AAG First-Timer Finds Conference Surprisingly Rejuvenating
By Ryan Katz-Rosene,
DGES PhD Student
You know an academic conference is ‘big’ when the program is published as a book spanning 434 pages! Such was the case for this year’s Annual Meeting of the Association of American Geographers, held towards the end of February in New York City. Sometimes academic conferences – especially the big ones – can be jading. I feel this way when there is no sense of ‘collegiality’ – when the turnout at each session is small and scholars seem to be there solely to put another line on their resumes. Yet my first time at AAG was not so. In fact, I found the whole thing to be surprisingly rejuvenating, and even energizing!
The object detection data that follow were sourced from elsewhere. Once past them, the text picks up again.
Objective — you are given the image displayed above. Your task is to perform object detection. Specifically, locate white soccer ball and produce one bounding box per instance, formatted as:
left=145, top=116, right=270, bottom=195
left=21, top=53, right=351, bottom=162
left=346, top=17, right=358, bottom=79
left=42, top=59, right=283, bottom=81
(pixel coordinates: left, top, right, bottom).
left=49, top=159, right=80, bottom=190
It’s possible that the ‘rejuvenating’ aspect had to do with the secondary purposes of my trip to New York (a long-overdue visit to my brother, and a little sightseeing in one of the most exciting cities of the world). However, the time I spent at the AAG was energizing too. One of the benefits of having such a large conference is that you can meet a number of other scholars who share your interests and approaches. I had submitted my paper to a panel organized around the common theme of ‘Energy and the Crises of Capitalism’, and there were enough submissions to put on three back-to-back sessions. Here I met a number of interesting folks; not only fellow presenters, but people in the audience who came up to chat afterwards. It was a good networking opportunity to say the least.
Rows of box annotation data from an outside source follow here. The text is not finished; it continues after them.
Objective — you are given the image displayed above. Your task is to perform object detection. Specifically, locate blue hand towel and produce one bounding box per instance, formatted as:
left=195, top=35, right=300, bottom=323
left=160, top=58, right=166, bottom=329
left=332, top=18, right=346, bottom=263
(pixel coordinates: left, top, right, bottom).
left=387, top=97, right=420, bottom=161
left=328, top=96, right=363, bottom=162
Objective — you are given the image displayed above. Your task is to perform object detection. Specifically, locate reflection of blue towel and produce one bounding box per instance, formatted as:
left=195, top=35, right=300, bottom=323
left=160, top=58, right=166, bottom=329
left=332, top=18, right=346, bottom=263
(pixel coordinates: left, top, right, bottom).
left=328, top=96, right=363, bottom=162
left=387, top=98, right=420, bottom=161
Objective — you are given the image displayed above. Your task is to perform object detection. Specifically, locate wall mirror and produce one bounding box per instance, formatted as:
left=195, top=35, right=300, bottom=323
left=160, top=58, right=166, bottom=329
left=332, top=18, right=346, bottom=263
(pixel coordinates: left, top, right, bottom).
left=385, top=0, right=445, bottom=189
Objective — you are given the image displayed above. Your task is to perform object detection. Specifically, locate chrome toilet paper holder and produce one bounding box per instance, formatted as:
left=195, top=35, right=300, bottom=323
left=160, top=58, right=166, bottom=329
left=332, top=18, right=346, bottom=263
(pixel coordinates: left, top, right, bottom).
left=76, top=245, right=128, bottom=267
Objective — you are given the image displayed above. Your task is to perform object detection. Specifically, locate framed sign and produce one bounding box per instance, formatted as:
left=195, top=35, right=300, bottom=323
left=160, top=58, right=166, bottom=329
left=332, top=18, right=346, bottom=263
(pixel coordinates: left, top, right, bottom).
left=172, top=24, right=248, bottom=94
But the highlight, for me, was a theoretical session organized around the theme of “Apocalypse, the radical left and the post-political condition”. Featuring speakers like Erik Swyngedouw (Manchester), Geoff Mann (Simon Fraser), Kathleen McAfee (San Fransisco State), and James McCarthy (Pennsylvania), among others, the room was understandably packed (think fire hazard packed). This roundtable was different from the others in the way the speakers presented on their intellectual musings about the general topic at hand, rather than detailing existing research projects. Aside from the dismal theme of the session, it was good to hear fresh perspectives on the socio-ecological predicament we face today (and good to put some faces and voices to the texts I’ve read over the years).
As I came back from the AAG I found myself thinking of future research topics and conjuring up ideas for a symposium I’d like to put on at Carleton featuring critical political economies of energy and environment. If you haven’t been to the AAG yet, and you have an opportunity to go next year (it’s in Los Angeles, April, 2013), I’d say give it a shot.